What she said really shocked me! Of course, that was exactly what I was doing; it didn't take a rocket scientist to figure that out, but how she had said it! Just kind of smacked me in the face with it.
It was a few seconds before I could respond. "Yeah, I guess you'd describe it that way. Sounds a lot worse when you say it out loud, but yes."
"And this is something you couldn't do at home -- like normal people do -- why?" she asked.
"I told you, my wife was depressed at not being able to be intimate with me, and so I didn't want to do anything to show the fact that it was so sexually frustrating for me. I didn't want to make it worse for her emotionally."
"So, you turn to porn? How would that make her feel, do you think?"
"She normally has no problem with it; we use it pretty regularly -- or did, anyhow -- in our relationship."
"How so?" Tracie asked me very matter-of-factly. This was getting into uncharted territory; I was definitely getting uncomfortable with where this was going, especially since I really didn't know Tracie at all on a personal level."
"Excuse me?" I asked.
"Like what kind of things? What do you do, or look at, or read? Is it this kind of stuff?" she asked, gesturing toward the printouts.
"Um... sometimes, yes.
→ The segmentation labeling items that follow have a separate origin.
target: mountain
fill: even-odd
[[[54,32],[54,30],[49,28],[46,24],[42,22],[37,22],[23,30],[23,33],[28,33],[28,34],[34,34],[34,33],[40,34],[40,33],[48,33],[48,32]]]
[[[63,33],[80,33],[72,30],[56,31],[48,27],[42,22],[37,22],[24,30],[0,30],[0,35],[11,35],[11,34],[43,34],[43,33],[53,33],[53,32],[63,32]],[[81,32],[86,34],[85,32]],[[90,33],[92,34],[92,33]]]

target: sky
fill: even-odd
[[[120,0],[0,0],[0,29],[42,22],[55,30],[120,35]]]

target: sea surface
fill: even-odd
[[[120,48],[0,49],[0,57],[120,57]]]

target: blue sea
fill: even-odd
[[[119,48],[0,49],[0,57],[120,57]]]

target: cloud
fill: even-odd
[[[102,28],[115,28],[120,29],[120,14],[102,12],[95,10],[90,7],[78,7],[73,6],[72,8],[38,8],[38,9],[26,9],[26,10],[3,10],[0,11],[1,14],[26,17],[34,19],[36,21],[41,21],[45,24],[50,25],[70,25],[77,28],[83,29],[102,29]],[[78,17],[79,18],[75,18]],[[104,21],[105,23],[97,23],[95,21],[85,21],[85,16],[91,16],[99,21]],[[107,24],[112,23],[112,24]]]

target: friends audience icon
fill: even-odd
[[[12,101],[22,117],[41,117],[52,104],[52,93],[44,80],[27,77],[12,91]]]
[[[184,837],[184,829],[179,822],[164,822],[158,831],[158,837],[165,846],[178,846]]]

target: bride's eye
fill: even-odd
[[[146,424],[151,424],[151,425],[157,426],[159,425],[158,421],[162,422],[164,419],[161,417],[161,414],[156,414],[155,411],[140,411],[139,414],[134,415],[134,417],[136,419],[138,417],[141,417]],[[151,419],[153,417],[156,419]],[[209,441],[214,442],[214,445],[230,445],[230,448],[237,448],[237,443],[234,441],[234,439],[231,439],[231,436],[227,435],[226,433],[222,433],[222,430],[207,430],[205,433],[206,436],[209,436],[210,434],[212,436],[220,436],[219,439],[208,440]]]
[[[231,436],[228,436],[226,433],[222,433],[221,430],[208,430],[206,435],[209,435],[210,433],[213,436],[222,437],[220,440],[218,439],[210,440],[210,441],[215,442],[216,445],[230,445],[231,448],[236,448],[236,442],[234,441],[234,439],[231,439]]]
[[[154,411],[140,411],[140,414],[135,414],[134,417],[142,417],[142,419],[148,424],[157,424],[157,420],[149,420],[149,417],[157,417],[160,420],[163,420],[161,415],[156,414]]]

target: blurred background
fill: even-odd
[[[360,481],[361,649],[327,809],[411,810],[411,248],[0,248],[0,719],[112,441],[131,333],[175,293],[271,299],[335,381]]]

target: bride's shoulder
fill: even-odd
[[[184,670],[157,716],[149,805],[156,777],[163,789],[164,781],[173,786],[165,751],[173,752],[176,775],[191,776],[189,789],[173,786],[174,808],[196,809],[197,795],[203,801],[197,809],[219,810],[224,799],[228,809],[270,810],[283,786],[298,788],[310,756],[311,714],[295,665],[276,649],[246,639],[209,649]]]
There are websites for couples, or we'll read stories that we find online together (like at this site!). Or we buy pay-per-view adult movies, or whatever. I dunno, normal kinds of... perverted... stuff, I guess." I found myself getting aroused talking about this with a woman I was so attracted to, but still realized this situation was more than a little odd.
"Hm, well, that's healthy that you enjoyed it together," she said. Then, Tracie swung her LCD computer monitor around on her desk to face me, picked up her keyboard and set it on the desk in front of me. "Can you show me where you go online?"